After this, we create two separate DataLoaders - one for training data (shuffled to prevent the model from memorizing the order) and one for validation data (not shuffled for consistent evaluation) with batch_size = 2 meaning each iteration provides 2 sequences at once, and stride = context_length (1024) ensuring no overlap between training windows to use data efficiently without reptition.

In [22]:
def create_dataloader_v1(txt, batch_size=4, max_length=256,
                         stride=128, shuffle=True, drop_last=True,
                         num_workers=0):
    tokenizer = tiktoken.get_encoding("gpt2")
    dataset = GPTDatasetV1(txt, tokenizer, max_length, stride)
    dataloader = DataLoader(
        dataset,
        batch_size=batch_size,
        shuffle=shuffle,
        drop_last=drop_last,
        num_workers=num_workers
    )

    return dataloader

train_loader = create_dataloader_v1(
    train_data,
    batch_size=2,
    max_length=GPT_CONFIG_124M["context_length"],
    stride=GPT_CONFIG_124M["context_length"],
    drop_last=True,
    shuffle=True,
    num_workers=0
)
val_loader = create_dataloader_v1(
    val_data,
    batch_size=2,
    max_length=GPT_CONFIG_124M["context_length"],
    stride=GPT_CONFIG_124M["context_length"],
    drop_last=False,
    shuffle=False,
    num_workers=0
)

print (val_loader)
print(f"Train loader: {len(train_loader)} batches")
print(f"Val loader: {len(val_loader)} batches")

<torch.utils.data.dataloader.DataLoader object at 0xf77a60c5a8a0>
Train loader: 5211 batches
Val loader: 550 batches


### Loss Calculation Functions

calc_loss_batch moves input and target tensors to GPU, runs them through the model to get predictions (logits), and computes cross-entropy loss (measuring how wrong the predictions are). calc_loss_loader evaluates the model on multiple batches from a dataloader and returns the average loss - useful for checking training/validaton performance without training, limiting to num_batches for faster evaluation

In [23]:
def calc_loss_batch(input_batch, target_batch, model, device):
    input_batch = input_batch.to(device)
    target_batch = target_batch.to(device)
    logits = model(input_batch)
    loss = torch.nn.functional.cross_entropy(
        logits.flatten(0, 1), target_batch.flatten()
    )
    return loss


def calc_loss_loader(data_loader, model, device, num_batches=None):
    total_loss = 0.
    if len(data_loader) == 0:
        return float("nan")
    elif num_batches is None:
        num_batches = len(data_loader)
    else:
        num_batches = min(num_batches, len(data_loader))
    for i, (input_batch, target_batch) in enumerate(data_loader):
        if i < num_batches:
            loss = calc_loss_batch(
                input_batch, target_batch, model, device
            )
            total_loss += loss.item()
        else:
            break
    return total_loss / num_batches

### Initialize Model on GPU and check initial loss

Sets device to "CUDA" for GPU training, creates a fresh GPTModel with random weights, moves it to GPU and calculates initial losses on 5 batches to establish a baseline.

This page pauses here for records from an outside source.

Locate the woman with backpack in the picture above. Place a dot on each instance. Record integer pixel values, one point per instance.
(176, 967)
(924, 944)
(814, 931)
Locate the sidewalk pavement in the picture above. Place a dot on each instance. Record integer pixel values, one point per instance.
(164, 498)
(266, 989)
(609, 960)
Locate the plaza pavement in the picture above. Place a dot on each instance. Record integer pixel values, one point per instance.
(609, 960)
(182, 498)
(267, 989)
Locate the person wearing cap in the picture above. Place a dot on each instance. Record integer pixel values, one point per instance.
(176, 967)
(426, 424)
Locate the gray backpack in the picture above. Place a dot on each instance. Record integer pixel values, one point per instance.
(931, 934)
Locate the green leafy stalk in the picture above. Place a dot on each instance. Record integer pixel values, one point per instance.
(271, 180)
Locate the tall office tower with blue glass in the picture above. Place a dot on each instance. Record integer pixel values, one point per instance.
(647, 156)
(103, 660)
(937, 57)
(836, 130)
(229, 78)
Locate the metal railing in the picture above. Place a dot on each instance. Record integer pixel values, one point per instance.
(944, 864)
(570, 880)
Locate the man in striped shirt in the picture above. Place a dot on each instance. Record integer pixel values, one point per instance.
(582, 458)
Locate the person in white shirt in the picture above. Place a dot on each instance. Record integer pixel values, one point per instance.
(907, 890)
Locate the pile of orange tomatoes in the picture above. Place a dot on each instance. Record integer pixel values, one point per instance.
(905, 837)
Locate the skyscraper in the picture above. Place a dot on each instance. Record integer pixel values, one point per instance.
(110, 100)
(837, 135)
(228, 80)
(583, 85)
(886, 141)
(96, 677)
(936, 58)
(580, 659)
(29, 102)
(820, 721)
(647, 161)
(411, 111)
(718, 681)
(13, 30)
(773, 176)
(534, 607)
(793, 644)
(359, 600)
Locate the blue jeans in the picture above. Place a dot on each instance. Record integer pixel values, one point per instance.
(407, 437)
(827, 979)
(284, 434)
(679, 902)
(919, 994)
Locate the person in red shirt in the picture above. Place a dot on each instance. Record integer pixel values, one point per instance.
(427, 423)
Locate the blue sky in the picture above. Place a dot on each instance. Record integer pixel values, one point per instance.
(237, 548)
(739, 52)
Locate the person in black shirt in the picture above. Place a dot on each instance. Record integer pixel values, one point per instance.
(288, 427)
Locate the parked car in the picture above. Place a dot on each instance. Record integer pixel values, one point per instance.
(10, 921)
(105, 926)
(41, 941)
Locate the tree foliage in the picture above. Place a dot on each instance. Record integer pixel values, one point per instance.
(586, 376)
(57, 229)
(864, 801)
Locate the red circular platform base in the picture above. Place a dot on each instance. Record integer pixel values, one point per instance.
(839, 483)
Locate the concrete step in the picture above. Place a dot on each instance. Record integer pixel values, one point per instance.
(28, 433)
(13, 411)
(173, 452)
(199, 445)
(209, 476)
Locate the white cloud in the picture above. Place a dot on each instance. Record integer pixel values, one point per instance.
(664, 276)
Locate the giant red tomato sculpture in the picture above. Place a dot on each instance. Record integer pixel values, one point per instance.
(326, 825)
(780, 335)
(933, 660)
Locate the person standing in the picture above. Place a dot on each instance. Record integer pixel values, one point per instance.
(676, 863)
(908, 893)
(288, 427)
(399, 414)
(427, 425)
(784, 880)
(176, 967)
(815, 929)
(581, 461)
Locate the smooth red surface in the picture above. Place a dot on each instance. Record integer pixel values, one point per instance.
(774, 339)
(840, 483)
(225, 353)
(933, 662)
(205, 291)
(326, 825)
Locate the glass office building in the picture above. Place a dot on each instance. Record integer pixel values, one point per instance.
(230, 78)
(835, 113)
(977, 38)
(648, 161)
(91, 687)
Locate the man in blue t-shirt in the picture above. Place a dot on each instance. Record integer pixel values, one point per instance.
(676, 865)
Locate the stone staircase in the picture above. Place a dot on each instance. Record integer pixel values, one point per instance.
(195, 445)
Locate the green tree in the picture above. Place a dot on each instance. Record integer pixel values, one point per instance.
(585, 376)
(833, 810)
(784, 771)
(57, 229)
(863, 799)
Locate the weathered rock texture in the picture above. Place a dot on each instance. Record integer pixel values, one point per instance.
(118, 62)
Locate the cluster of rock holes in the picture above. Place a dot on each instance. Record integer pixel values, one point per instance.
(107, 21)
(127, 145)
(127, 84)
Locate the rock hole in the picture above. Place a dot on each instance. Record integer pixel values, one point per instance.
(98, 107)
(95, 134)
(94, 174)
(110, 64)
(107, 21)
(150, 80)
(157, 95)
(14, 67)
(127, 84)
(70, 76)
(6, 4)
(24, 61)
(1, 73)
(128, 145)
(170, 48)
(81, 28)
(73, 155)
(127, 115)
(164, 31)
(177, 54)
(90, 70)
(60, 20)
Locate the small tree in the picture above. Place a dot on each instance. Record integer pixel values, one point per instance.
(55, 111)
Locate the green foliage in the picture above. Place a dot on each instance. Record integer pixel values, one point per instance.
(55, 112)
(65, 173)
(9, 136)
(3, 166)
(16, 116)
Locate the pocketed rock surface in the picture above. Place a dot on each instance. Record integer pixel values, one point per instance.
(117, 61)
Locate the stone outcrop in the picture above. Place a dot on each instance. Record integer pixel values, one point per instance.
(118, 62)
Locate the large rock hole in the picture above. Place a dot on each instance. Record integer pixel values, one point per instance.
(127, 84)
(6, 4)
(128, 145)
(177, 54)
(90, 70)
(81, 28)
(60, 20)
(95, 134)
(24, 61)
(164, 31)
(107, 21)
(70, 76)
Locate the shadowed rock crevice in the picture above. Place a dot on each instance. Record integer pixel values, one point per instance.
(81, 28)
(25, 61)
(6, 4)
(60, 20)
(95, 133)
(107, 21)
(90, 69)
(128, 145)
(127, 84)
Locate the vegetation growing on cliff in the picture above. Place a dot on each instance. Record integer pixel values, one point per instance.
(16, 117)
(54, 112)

Untrained models typically have loss around 10-11 which should decrease dramatically during training as the model learns patters in the text

In [24]:
device = torch.device("cuda" if torch.cuda.is_available() else "cpu")

print("="*60)
print(f"Using device: {device}")
if torch.cuda.is_available():
    print(f"GPU: {torch.cuda.get_device_name(0)}")
print("="*60)

torch.manual_seed(123)
model = GPTModel(GPT_CONFIG_124M)
model.to(device)

print(f"\nModel parameters: {sum(p.numel() for p in model.parameters()):,}")

with torch.no_grad():
    train_loss = calc_loss_loader(train_loader, model, device, num_batches=5)
    val_loss = calc_loss_loader(val_loader, model, device, num_batches=5)

print(f"\nInitial losses (untrained model):")
print(f"  Training loss: {train_loss:.3f}")
print(f"  Validation loss: {val_loss:.3f}")

Using device: cuda
GPU: NVIDIA GB10

Model parameters: 163,009,536


RuntimeError: CUDA error: no kernel image is available for execution on the device
CUDA kernel errors might be asynchronously reported at some other API call, so the stacktrace below might be incorrect.
For debugging consider passing CUDA_LAUNCH_BLOCKING=1
Compile with `TORCH_USE_CUDA_DSA` to enable device-side assertions.